ARTIGO: Mais um (louco) para Brusque?
As gerações mais jovens talvez desconheçam, mas Brusque já foi conhecida por possuir uma instituição para tratamento aos doentes mentais que marcou modelos e concepções diferenciadas sobre a loucura: a ala de psiquiatria do Azambuja.
Em virtude da sua existência, na região circulava uma frase muito comum referente a cada novo “suspeito” que entrava na cidade: “Mais um pra Brusque”, indicando que chegava mais um “louco”.
A história da ala de psiquiatria do Azambuja data de 1901 quando foi fundada a Santa Casa de Misericórdia para acolher pessoas doentes e toda sorte de desvalidos. Os atendimentos passaram a ser mais frequentes a partir do ano seguinte quando as Irmãs da Divina Providência, recém-chegadas da Alemanha, assumiram os cuidados do hospital: era o dia 29/06/1902, quando a Santa Casa foi oficialmente inaugurada.
Naquela época não havia médicos, e os atendimentos eram realizados pelas religiosas, informa o padre Éder Celva. Além do hospital, a Santa Casa de Misericórdia também abrigava um asilo, um orfanato, escola paroquial, escola catequética, e ala de psiquiatria. Em 1910, a seção hospitalar da Santa Casa, ganhou autonomia com a finalização de uma construção própria. Brusque passou a contar com uma das primeiras instituições asilares do Estado e o Azambuja passou a ser o responsável pela assistência aos doentes mentais da região.
A professora Ana Cláudia Delfini (2003) no artigo: “A imigração italiana e saúde mental: Mais um (louco) para Brusque?” informa que no Azambuja se visualizava uma das primeiras iniciativas catarinenses em se tratar da loucura mediante um saber médico, especializado, que estava se desenvolvendo no início do século XX.

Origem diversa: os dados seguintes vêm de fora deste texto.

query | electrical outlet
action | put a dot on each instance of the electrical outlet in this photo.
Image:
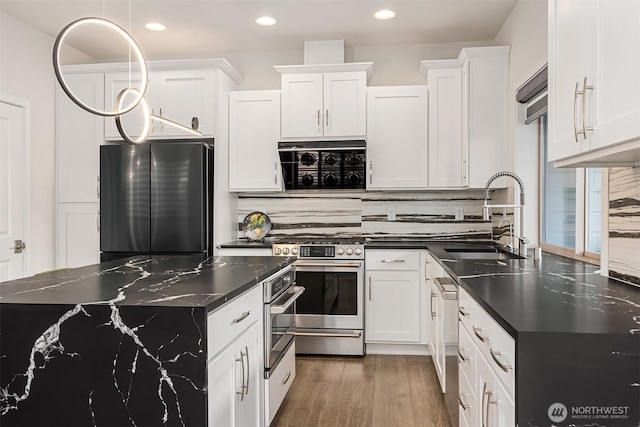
(391, 214)
(459, 213)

Entretanto, a loucura continuava a ser tratada com métodos que misturavam o saber religioso, orações e cuidados gerais com o corpo, com métodos terapêuticos naturais, como o recurso aos banhos frios e exposição ao sol. O ala de psiquiatria funcionou no Azambuja até 1942, quando todos os pacientes com doença mental foram transferidos do Azambuja para o Hospital Colônia Santana, em São José, inaugurado oficialmente em 1941.

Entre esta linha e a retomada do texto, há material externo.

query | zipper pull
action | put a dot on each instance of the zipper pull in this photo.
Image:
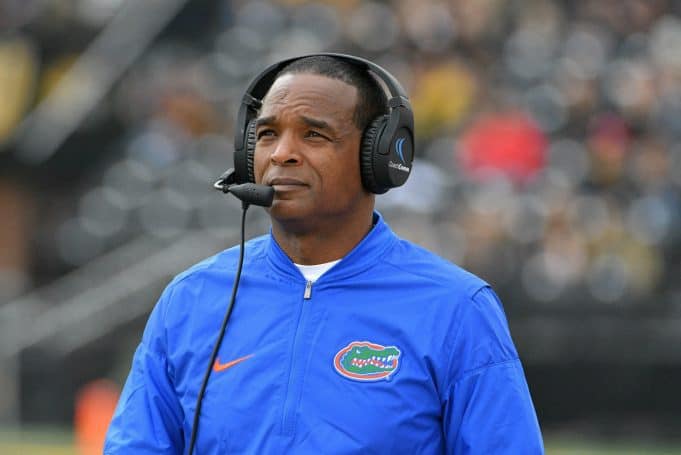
(308, 290)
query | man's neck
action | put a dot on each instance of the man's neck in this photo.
(322, 243)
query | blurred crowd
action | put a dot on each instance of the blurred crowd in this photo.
(548, 135)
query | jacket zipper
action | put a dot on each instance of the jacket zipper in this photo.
(308, 290)
(290, 399)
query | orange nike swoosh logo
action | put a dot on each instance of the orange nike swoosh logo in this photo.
(217, 366)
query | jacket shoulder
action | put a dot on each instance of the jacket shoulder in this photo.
(423, 264)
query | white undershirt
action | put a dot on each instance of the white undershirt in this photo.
(313, 272)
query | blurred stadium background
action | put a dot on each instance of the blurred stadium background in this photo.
(548, 162)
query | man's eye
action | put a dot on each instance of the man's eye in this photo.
(315, 134)
(265, 133)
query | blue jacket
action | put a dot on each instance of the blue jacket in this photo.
(392, 351)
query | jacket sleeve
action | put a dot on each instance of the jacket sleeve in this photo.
(148, 418)
(487, 404)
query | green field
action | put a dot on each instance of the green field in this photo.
(54, 441)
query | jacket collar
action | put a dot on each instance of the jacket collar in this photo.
(364, 255)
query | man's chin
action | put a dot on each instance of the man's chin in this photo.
(288, 209)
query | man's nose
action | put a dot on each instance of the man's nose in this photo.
(285, 151)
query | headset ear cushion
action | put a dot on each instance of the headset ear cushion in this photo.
(367, 151)
(251, 140)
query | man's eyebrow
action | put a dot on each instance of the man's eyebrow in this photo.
(264, 121)
(321, 124)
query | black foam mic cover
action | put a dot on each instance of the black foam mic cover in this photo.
(252, 193)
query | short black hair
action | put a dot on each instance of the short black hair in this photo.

Em 4 de janeiro o governo mandou um caminhão e, em 6 de janeiro de 1942, mais dois caminhões que levaram os últimos alienados para a colônia Santana. Concluía-se assim a transferência dos pacientes com doença mental. Outros 110 pacientes do Azambuja já haviam sido transferidos para a Colônia Santana anteriormente, em 1939.
Embasada em um caráter científico, a professora Define escreveu que a Colônia Santana representaria um avanço nos cuidados para com os alienados, expresso nos discursos das autoridades locais que não teriam mais que se preocupar com o destino dos loucos e ofereceu tratamentos aos seus pacientes, sendo no princípio, alguns bastante rudimentares, como o uso da camisa de força e o isolamento. Nas décadas de 1940-1950, a produção e difusão de remédios mudaram bastante a manutenção dos loucos, trocando as correntes de aço pelas químicas, e foi inserido o tratamento com insulinoterapia, sonoterapia, convulsoterapia pelo eletrochoque e cardizol, eletronarcose, baneoterapia, lobotomia, malarioterapia e praxiterapia.
Passados quase 80 anos, talvez a frase “Mais um pra Brusque” hoje possa ter um outro sentido, tal como no romance:
“Mas eu não quero me encontrar com gente louca”, observou Alice.
“Você não pode evitar isso”, replicou o gato.
“Todos nós aqui somos loucos. Eu sou louco, você é louca”.
“Como você sabe que eu sou louca?”, indagou Alice.
“Deve ser”, disse o gato, “Ou não estaria aqui”. (Alice no País das Maravilhas, Lewis Carroll).